Cenozoic limestones are widely distributed in New Zealand, especially in the Oligocene‐earliest Miocene in both islands, and the Pliocene‐Pleistocene in North Island. A spectrum of limestone types exists, but all are skeletal‐dominated (>70%), with usually <20% interparticle cement‐matrix and <10% siliciclasts, and they have facies attributes typical of nontropical carbonates. The range of diagenetic features identified within the limestones is the basis for assigning them to a small number of “end‐member” cementation classes that are inferred to be associated with four, broad, diagenetic settings.

Class I limestones have very open fabrics dominated by abraded bryomol (bryozoan + bivalve mollusc) facies skeletons coated with isopachous rinds of typically nonferroan, dull to blotchy luminescent, fibrous to bladed spar, often with porosity occlusion by detrital and/or precipitated micrite. The limestones are usually thin and rare, of Oligocene — early Miocene age, and are interpreted to have formed by marine cementation at the seafloor under special environmental conditions associated with high energy levels and reduced sedimentation rates.

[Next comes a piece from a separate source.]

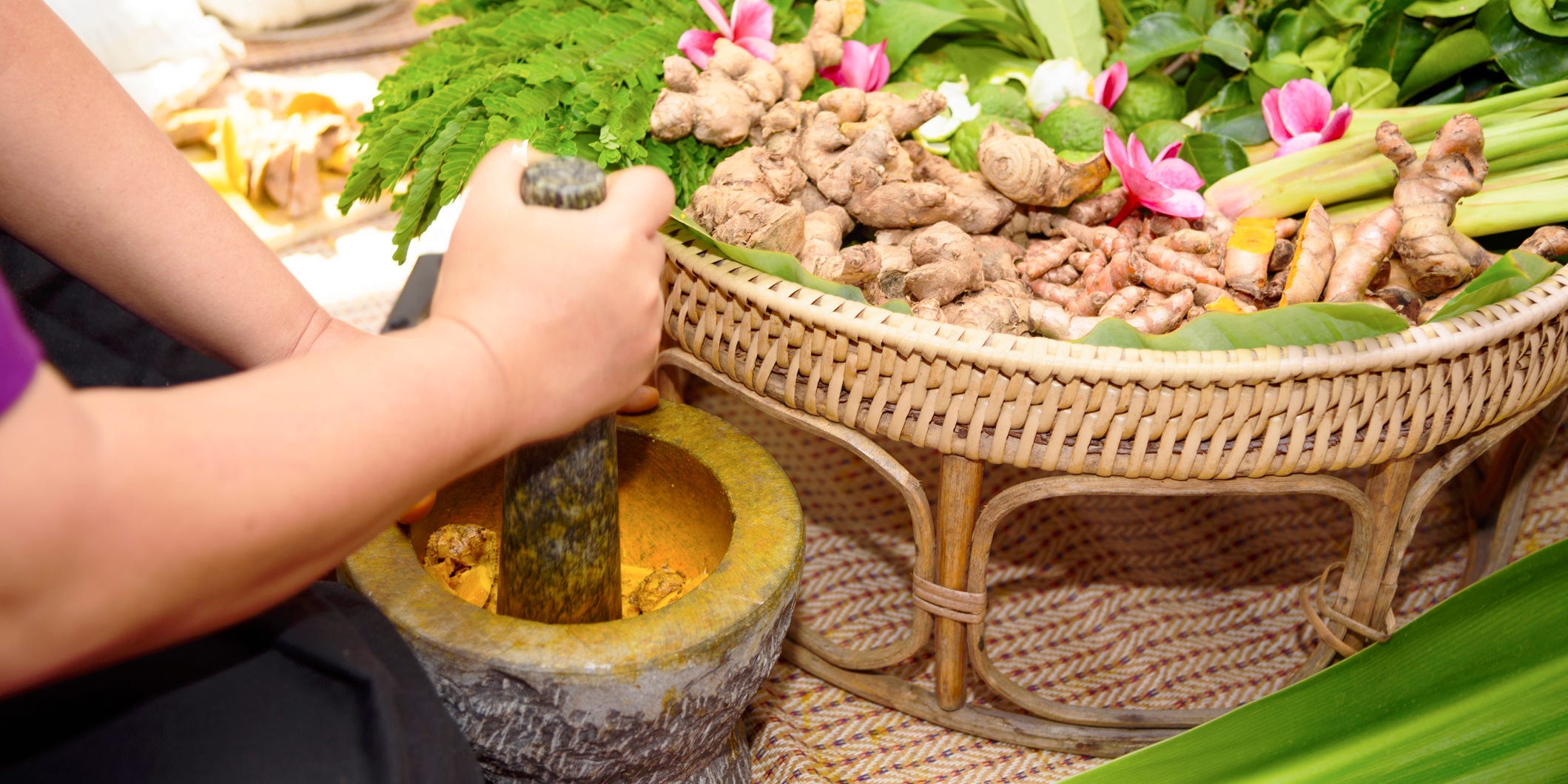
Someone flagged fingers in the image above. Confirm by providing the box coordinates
[469,141,545,204]
[602,167,676,235]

Class II limestones have open fabrics with meagre amounts of dull to bright luminescent, ferroan to nonferroan, often substrate‐specific, bladed to dog‐toothed scalenohedral fringe or syntaxial rim cement. These porous, bryomol, echinofor (echinoderm + benthic foraminifera), and less commonly barnamol (barnacle + bivalve mollusc) facies 1 imestones are relatively common, especially in Oligocene— Miocene eastern South Island and in some Pliocene eastern North Island occurrences, where diagenesis occurred mainly under conditions of only shallow burial (<500 m) in the presence of essentially marine pore fluids.

Class III limestones have open to moderately open fabrics with typically nonferroan to ferroan, variably luminescent, fine to coarse drusy equant spar, and often include a range of neomorphosed, formerly aragonitic, bivalve skeletal fabrics. Composed predominantly of barnamol and bimol (bivalve mollusc) facies, these usually rather porous Pliocene—Pleistocene limestones are especially common in eastern North Island, and were characterised by diagenesis initially in the shallow burial realm and subsequently under variable influence from meteoric fluids, both in the subsurface and following uplift.

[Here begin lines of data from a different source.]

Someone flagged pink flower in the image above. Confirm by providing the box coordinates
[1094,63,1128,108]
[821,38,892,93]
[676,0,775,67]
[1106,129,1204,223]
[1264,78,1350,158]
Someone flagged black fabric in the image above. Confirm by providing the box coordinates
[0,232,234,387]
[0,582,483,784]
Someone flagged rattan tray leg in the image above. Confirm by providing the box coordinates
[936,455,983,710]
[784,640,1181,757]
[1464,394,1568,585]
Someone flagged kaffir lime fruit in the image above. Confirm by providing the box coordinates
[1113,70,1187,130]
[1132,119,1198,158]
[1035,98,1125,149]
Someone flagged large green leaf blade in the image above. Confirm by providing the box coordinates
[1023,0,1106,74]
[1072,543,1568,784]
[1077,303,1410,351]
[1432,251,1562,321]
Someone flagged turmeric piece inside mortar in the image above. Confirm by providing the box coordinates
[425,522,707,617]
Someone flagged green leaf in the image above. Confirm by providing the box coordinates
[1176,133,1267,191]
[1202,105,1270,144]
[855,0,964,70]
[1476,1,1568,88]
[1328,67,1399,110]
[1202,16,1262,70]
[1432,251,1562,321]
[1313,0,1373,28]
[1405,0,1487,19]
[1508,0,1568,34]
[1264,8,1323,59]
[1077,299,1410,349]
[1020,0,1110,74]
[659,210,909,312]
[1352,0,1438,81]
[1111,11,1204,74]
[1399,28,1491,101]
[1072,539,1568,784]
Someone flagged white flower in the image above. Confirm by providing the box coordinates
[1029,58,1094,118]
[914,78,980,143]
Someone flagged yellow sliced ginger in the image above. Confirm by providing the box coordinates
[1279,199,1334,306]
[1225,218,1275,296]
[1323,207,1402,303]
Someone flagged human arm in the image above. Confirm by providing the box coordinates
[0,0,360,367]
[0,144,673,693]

Class IV limestones are characterised by tight and highly pressure‐dissolved fabrics, with scant pore spaces filled by usually ferroan, dull luminescent, clear drusy equant spar. These hard, flaggy, bryomol‐dominated limestones are common, of Oligocene‐Miocene (and also Paleocene‐Eocene) age, and their diagenesis proceeded mainly under conditions of moderate to deep burial (500–1500 m) in the presence of marine‐modified connate fluids.

The spectrum of marine, shallow burial, meteoric, and deep burial spar cements recognised in the New Zealand limestones^ together with special diagenetic features such as neomorphosed aragonitic fabrics and polygenetic micrites, remains to be fully appreciated and incorporated into existing models of nontropical shallow‐marine carbonate evolution.